N’en déplaise à l’Insee, qui a publié une estimation de hausse du revenu « à laquelle personne ne croit », l’année 2015 a été « la plus catastrophique » jamais vue par Bernard Lannes. Lors de ses vœux à la presse, le mercredi 6 janvier 2016, le président de la CR ne s’est pas appesanti sur le marché atone du broutard, les veaux laitiers qui ne trouvent pas preneur à vingt euros ou les promotions de la GMS qui vend du porc breton moitié moins cher que de la nourriture pour chiens… « En ce moment, les agriculteurs sont chez leurs banquiers et ça ne rigole pas », soupire-t-il. « Mais l’espoir fait partie de notre métier. »

Dans ce contexte, la CR entend garder le cap en 2016. Priorité de son combat : la régulation. « On ne veut pas gérer les crises, on veut les éviter : il faut changer la politique agricole », assène François Lucas, vice-président, qui compare les marchés agricoles à « une arène de gladiateurs où arrive toujours quelqu’un de plus compétitif qui élimine les autres ». Parce que les décisions à prendre sont d’envergure européenne, c’est à Bruxelles qu’il faut faire bouger les choses. Et les gens : « On va faire la chasse à Phil Hogan », promet Bernard Lannes.

Interprofessions : « On n’ira pas pour faire les potiches ! »

Au niveau national également, le syndicat entend être actif. Après avoir rejoint Interbev, Interfel et Terres Univia (interprofession des oléoprotéagineux), il attend de pousser la porte de l’interprofession porcine et est en discussion pour intégrer le Cniel (lait). Mais pas à n’importe quel prix : ayant appris l’existence d’une « charte » de bonne conduite à signer, Bernard Lannes prévient : « On n’ira pas pour faire les potiches ! » Pour cette même raison, déjà, « la CR a refusé d’intégrer l’interprofession des céréales car le nombre de sièges qu’on proposait à la CR et la Conf’ réunis ne permettait même pas de réunir une minorité de blocage », s’insurge-t-il. En attendant, « en lait comme en céréales, la FNSEA ne représente certainement pas 70 % de la production… Or c’est la condition pour qu’un accord signé par ces instances soit légal du point de vue de Bruxelles », prévient la CR.

Le deuxième syndicat agricole français a pourtant des propositions à mettre sur la table des interprofessions. Par exemple, des contrats de vente directe de céréaliers à éleveurs pour permettre notamment aux éleveurs porcins sans surface de fabriquer leur aliment à la ferme, et gagner en autonomie. « Mais le gouvernement ne nous suit pas car ce n’est pas dans l’intérêt des fabricants d’aliments », grince François Lucas, dénonçant la « cogestion » à l’œuvre dans ce dossier parmi d’autres.

Les normes et contraintes environnementales, l’agroécologie, ne semblent plus le cheval de bataille principal de l’organisation, qui s’est souvent illustrée par son rejet des dogmes environnementaux et des contrôles. Oui, il y a trop de contraintes, trop de paperasses et trop de contrôles. Et la CR ne lâchera pas l’affaire des nitrates, pour laquelle elle attend la remise à plat de la directive, réclamée de longue date mais que l’on ne voit guère venir. Mais les vrais ennemis déclarés de la CR sont désormais les dérives de l’ultralibéralisme et de la coopération.
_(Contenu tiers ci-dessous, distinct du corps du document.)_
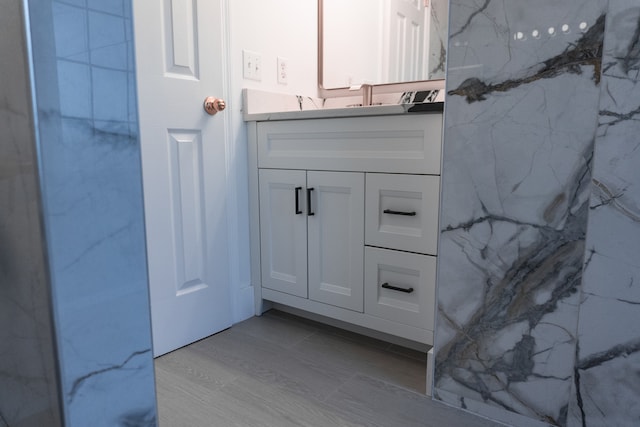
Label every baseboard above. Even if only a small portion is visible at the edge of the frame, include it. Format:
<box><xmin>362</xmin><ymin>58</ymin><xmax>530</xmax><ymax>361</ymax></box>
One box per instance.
<box><xmin>273</xmin><ymin>302</ymin><xmax>431</xmax><ymax>353</ymax></box>
<box><xmin>232</xmin><ymin>285</ymin><xmax>255</xmax><ymax>324</ymax></box>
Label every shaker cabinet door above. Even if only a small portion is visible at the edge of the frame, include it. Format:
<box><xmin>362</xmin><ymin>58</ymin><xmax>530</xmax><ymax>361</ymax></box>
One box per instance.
<box><xmin>259</xmin><ymin>169</ymin><xmax>307</xmax><ymax>298</ymax></box>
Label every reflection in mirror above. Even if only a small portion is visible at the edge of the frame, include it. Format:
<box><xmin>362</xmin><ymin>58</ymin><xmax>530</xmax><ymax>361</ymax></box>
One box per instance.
<box><xmin>318</xmin><ymin>0</ymin><xmax>448</xmax><ymax>89</ymax></box>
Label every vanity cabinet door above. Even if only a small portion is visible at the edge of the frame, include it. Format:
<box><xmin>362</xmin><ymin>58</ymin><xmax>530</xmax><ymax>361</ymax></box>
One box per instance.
<box><xmin>307</xmin><ymin>171</ymin><xmax>364</xmax><ymax>312</ymax></box>
<box><xmin>259</xmin><ymin>169</ymin><xmax>307</xmax><ymax>298</ymax></box>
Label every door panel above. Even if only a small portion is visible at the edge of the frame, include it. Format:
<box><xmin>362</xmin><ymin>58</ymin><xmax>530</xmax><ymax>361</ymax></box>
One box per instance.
<box><xmin>133</xmin><ymin>0</ymin><xmax>231</xmax><ymax>356</ymax></box>
<box><xmin>307</xmin><ymin>171</ymin><xmax>364</xmax><ymax>312</ymax></box>
<box><xmin>259</xmin><ymin>169</ymin><xmax>307</xmax><ymax>298</ymax></box>
<box><xmin>386</xmin><ymin>0</ymin><xmax>425</xmax><ymax>82</ymax></box>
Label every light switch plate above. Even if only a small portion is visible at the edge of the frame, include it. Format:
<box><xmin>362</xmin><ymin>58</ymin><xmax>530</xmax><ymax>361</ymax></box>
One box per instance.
<box><xmin>242</xmin><ymin>50</ymin><xmax>262</xmax><ymax>81</ymax></box>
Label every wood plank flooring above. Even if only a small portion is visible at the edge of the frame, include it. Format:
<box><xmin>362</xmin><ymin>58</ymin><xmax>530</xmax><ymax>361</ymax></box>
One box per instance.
<box><xmin>155</xmin><ymin>310</ymin><xmax>500</xmax><ymax>427</ymax></box>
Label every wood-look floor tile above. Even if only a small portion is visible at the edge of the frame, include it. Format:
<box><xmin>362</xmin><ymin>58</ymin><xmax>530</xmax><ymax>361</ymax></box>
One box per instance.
<box><xmin>194</xmin><ymin>330</ymin><xmax>351</xmax><ymax>399</ymax></box>
<box><xmin>233</xmin><ymin>310</ymin><xmax>318</xmax><ymax>348</ymax></box>
<box><xmin>155</xmin><ymin>312</ymin><xmax>499</xmax><ymax>427</ymax></box>
<box><xmin>222</xmin><ymin>377</ymin><xmax>363</xmax><ymax>427</ymax></box>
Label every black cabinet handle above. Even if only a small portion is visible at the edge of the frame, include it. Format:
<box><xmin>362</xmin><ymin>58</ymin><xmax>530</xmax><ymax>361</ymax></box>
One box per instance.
<box><xmin>307</xmin><ymin>188</ymin><xmax>315</xmax><ymax>216</ymax></box>
<box><xmin>382</xmin><ymin>209</ymin><xmax>416</xmax><ymax>216</ymax></box>
<box><xmin>380</xmin><ymin>283</ymin><xmax>413</xmax><ymax>294</ymax></box>
<box><xmin>295</xmin><ymin>187</ymin><xmax>302</xmax><ymax>215</ymax></box>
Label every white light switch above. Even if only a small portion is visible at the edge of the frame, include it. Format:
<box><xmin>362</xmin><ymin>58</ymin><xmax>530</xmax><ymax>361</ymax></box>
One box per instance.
<box><xmin>242</xmin><ymin>50</ymin><xmax>262</xmax><ymax>81</ymax></box>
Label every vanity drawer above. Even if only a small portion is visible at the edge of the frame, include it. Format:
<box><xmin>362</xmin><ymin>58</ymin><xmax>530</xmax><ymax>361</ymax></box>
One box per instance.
<box><xmin>365</xmin><ymin>173</ymin><xmax>440</xmax><ymax>255</ymax></box>
<box><xmin>364</xmin><ymin>247</ymin><xmax>436</xmax><ymax>330</ymax></box>
<box><xmin>257</xmin><ymin>113</ymin><xmax>442</xmax><ymax>175</ymax></box>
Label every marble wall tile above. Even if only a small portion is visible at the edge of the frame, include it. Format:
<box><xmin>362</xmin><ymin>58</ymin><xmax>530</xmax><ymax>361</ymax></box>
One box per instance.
<box><xmin>428</xmin><ymin>0</ymin><xmax>449</xmax><ymax>79</ymax></box>
<box><xmin>0</xmin><ymin>0</ymin><xmax>61</xmax><ymax>427</ymax></box>
<box><xmin>29</xmin><ymin>0</ymin><xmax>157</xmax><ymax>426</ymax></box>
<box><xmin>435</xmin><ymin>0</ymin><xmax>607</xmax><ymax>425</ymax></box>
<box><xmin>569</xmin><ymin>0</ymin><xmax>640</xmax><ymax>426</ymax></box>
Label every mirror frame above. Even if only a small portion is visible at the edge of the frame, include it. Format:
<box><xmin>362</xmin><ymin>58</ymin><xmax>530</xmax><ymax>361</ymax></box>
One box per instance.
<box><xmin>317</xmin><ymin>0</ymin><xmax>445</xmax><ymax>98</ymax></box>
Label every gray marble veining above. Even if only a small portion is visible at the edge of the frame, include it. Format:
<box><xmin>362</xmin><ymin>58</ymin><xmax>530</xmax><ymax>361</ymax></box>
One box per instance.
<box><xmin>0</xmin><ymin>0</ymin><xmax>61</xmax><ymax>427</ymax></box>
<box><xmin>569</xmin><ymin>0</ymin><xmax>640</xmax><ymax>426</ymax></box>
<box><xmin>428</xmin><ymin>0</ymin><xmax>449</xmax><ymax>79</ymax></box>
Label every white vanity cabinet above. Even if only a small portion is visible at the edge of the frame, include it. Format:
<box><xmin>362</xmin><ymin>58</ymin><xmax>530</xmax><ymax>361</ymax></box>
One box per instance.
<box><xmin>259</xmin><ymin>169</ymin><xmax>364</xmax><ymax>312</ymax></box>
<box><xmin>248</xmin><ymin>112</ymin><xmax>442</xmax><ymax>344</ymax></box>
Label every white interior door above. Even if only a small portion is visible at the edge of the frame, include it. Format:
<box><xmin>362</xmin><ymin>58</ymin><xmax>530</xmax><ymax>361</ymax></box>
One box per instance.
<box><xmin>133</xmin><ymin>0</ymin><xmax>232</xmax><ymax>356</ymax></box>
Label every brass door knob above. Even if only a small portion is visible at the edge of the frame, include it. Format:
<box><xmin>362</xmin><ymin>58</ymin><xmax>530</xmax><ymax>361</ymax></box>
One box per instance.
<box><xmin>204</xmin><ymin>96</ymin><xmax>227</xmax><ymax>116</ymax></box>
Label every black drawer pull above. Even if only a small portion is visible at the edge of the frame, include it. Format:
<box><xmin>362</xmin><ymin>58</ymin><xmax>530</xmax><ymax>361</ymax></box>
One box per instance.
<box><xmin>380</xmin><ymin>283</ymin><xmax>413</xmax><ymax>294</ymax></box>
<box><xmin>307</xmin><ymin>188</ymin><xmax>315</xmax><ymax>216</ymax></box>
<box><xmin>295</xmin><ymin>187</ymin><xmax>302</xmax><ymax>215</ymax></box>
<box><xmin>382</xmin><ymin>209</ymin><xmax>416</xmax><ymax>216</ymax></box>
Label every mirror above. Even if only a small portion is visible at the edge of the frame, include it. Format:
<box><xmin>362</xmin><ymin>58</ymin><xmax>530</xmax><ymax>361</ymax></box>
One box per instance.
<box><xmin>318</xmin><ymin>0</ymin><xmax>448</xmax><ymax>96</ymax></box>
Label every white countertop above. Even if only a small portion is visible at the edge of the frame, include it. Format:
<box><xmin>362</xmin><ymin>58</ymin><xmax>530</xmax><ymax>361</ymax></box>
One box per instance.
<box><xmin>243</xmin><ymin>102</ymin><xmax>443</xmax><ymax>122</ymax></box>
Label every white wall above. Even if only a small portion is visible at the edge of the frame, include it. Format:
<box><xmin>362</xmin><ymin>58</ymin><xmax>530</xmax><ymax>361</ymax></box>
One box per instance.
<box><xmin>225</xmin><ymin>0</ymin><xmax>318</xmax><ymax>322</ymax></box>
<box><xmin>229</xmin><ymin>0</ymin><xmax>317</xmax><ymax>96</ymax></box>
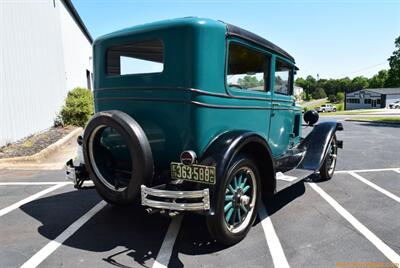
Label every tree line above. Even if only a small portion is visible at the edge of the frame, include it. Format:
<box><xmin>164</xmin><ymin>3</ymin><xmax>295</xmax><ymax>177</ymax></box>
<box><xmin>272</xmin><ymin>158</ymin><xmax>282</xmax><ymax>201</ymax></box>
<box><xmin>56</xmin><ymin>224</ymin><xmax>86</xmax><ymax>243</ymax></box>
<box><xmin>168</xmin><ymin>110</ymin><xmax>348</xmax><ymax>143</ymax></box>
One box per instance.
<box><xmin>295</xmin><ymin>36</ymin><xmax>400</xmax><ymax>101</ymax></box>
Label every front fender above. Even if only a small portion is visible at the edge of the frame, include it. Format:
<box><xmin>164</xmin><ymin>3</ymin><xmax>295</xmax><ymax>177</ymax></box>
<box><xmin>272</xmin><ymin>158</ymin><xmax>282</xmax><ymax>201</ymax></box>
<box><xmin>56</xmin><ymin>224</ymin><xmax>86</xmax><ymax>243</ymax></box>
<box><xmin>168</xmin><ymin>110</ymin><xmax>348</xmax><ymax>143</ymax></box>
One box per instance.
<box><xmin>297</xmin><ymin>122</ymin><xmax>343</xmax><ymax>171</ymax></box>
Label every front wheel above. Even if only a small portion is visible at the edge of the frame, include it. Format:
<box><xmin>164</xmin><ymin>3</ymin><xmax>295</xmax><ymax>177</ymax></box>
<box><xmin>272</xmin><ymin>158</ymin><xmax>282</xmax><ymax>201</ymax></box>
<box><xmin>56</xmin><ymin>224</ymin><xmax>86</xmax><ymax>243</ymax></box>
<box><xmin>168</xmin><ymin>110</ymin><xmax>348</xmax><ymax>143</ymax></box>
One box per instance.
<box><xmin>319</xmin><ymin>136</ymin><xmax>337</xmax><ymax>181</ymax></box>
<box><xmin>207</xmin><ymin>155</ymin><xmax>261</xmax><ymax>245</ymax></box>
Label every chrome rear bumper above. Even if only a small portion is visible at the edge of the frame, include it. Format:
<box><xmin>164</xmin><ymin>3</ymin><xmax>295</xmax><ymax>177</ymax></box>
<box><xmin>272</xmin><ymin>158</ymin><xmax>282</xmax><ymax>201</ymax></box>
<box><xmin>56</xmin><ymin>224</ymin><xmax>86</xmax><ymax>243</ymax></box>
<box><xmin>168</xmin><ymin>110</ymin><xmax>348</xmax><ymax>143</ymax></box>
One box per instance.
<box><xmin>141</xmin><ymin>184</ymin><xmax>210</xmax><ymax>211</ymax></box>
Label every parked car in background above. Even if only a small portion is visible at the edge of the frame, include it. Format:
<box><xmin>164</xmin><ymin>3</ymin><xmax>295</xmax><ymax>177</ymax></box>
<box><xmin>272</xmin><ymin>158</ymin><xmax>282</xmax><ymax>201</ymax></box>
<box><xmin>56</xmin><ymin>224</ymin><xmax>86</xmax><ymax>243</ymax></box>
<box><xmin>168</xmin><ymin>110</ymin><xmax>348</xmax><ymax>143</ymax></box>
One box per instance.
<box><xmin>316</xmin><ymin>104</ymin><xmax>336</xmax><ymax>113</ymax></box>
<box><xmin>389</xmin><ymin>100</ymin><xmax>400</xmax><ymax>109</ymax></box>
« Reconnaître tous les installés, pluriactifs ou non »

Au fond, « l’agroécologie est un bon concept », juge Bernard Lannes, qui préfère une ferme bio à taille humaine permettant à un éleveur de retrouver de l’autonomie et de la qualité de vie à une course aux volumes qui le laisse exsangue et dépendant d’intégrateurs. « Le bio est une solution parmi d’autres à ne pas négliger », renchérit Catherine Laillé, secrétaire générale, évoquant une grande surface qui, pour pallier le manque d’offre en porc bio français, « veut proposer des contrats sur sept ans avec prix garantis aux éleveurs. »

C’est au prix de tous ces combats que des jeunes auront encore, demain, le goût de devenir agriculteurs, estime la CR. En 2016, elle poursuivra ses actions « pour la reconnaissance de tous les installés, aidés ou non, cadre ou hors cadre, pluriactifs ou non », et travaillera sur la « professionnalisation des formations agricoles », annonce Joris Miachon, responsable de la section des jeunes. Et dans le cadre d’un nouveau module « connaissance des organisations agricoles » inclus dans le cursus du BTS ACSE, elle compte se faire un peu mieux connaître des agriculteurs de demain. Et leur prouver, à travers tous les sujets évoqués mercredi matin, qu’elle est bien l’organisation la plus à même de les défendre.